Occupazione femminile, perché siamo ancora ultimi in Europa (o quasi)

Nel nostro Paese le donne che hanno figli sono penalizzate fiscalmente e nei servizi. E per questo rinunciano spesso a lavorare

Mai così in alto dal 1977 a oggi. E’ il record (si fa per dire) toccato in Italia dall’occupazione femminile, cioè la quota di donne al lavoro che a giugno era pari al 48,8%, il livello più elevato degli ultimi 40 anni. Dopo la pubblicazione dei dati, si è scatenata una lunga sfilza di dichiarazioni entusiastiche a cominciare da quella di Maria Elena Boschi, sottosegretario alla presidenza del consiglio, che non ha tuttavia negato una verità innegabile: sul fronte del lavoro femminile, molte cose restano da fare.

Meglio solo della Grecia

Boschi si riferiva al fatto che in Italia l’occupazione femminile, benché al massimo storico, sia ancora a livelli molto bassi se confrontata alla media europea del 61,6% e sia ancora ben lontana da quella di paesi come la Germania (71%) o la Svezia (74%). A ben guardare, il 48,8% dell’occupazione femminile italiana è il tasso meno elevato d’Europa, fatta eccezione per la Grecia dove le donne al lavoro sono poco più del 43% del totale.
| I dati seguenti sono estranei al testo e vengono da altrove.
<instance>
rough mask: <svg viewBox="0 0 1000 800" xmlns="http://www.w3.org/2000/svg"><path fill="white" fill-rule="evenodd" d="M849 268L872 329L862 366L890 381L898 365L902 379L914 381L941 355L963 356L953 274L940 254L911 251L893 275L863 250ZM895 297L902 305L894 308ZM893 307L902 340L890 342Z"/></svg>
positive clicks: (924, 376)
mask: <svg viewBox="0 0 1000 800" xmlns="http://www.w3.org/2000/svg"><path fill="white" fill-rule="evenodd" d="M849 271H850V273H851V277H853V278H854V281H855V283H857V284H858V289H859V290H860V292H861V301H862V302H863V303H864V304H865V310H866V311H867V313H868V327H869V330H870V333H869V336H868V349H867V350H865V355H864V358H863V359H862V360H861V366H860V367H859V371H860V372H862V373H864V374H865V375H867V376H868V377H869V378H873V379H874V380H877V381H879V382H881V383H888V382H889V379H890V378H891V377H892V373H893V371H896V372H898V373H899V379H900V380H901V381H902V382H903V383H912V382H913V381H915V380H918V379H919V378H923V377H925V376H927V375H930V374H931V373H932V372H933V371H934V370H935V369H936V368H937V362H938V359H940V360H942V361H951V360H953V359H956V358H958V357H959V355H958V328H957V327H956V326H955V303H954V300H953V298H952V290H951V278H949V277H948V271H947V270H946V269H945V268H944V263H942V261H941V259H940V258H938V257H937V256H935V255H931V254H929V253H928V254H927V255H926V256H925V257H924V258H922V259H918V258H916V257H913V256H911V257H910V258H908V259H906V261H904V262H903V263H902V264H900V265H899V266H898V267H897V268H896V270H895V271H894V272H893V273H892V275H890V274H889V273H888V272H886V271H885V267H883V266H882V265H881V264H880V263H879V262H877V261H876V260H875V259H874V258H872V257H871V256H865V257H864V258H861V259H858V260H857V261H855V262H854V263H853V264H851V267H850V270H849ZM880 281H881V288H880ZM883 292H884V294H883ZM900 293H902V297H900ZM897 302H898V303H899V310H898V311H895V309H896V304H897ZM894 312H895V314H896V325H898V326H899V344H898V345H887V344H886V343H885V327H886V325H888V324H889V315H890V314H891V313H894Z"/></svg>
Dunque, se l’aumento dell’occupazione femminile è un dato positivo, c’è ben poco da rallegrarsi pensando che esiste un vero e proprio abisso da colmare con il resto del continente. Capire il perché di questo gap non è difficile se si guarda ad altre statistiche, oltre ai dati grezzi sull’occupazione. In Italia, per esempio, soltanto un bambino su 4 con meno di tre anni frequenta l’asilo nido, mentre nei paesi scandinavi la quota supera abbondantemente il 50%.

Più tasse alle mamme

Vanno molto  meglio le cose tra i bambini di età compresa tra 4 e 6 anni (il 98% va alla materna) ma la situazione peggiora nella fascia di età tra 6 e 11 anni, dove soltanto l’11% degli studenti frequenta servizi di pre e dopo scuola (dati Ocse).

Per non parlare poi di ciò che accade sul fronte fiscale. Secondo l’Ocse, le donne che hanno figli e sono sposate pagano mediamente oltre il 30% di imposte su loro reddito, contro il 27% circa delle donne che invece non hanno figli.

Infine, sempre secondo l’Ocse, le donne italiane devono dedicare mediamente 5 ore al giorno al cosiddetto lavoro non pagato, cioè alla cura della casa, dei figli e dei parenti anziani, contro le 3 ore di Svezia e Danimarca. In queste condizioni, insomma, è difficile sperare di avere un’occupazione femminile di livello europeo.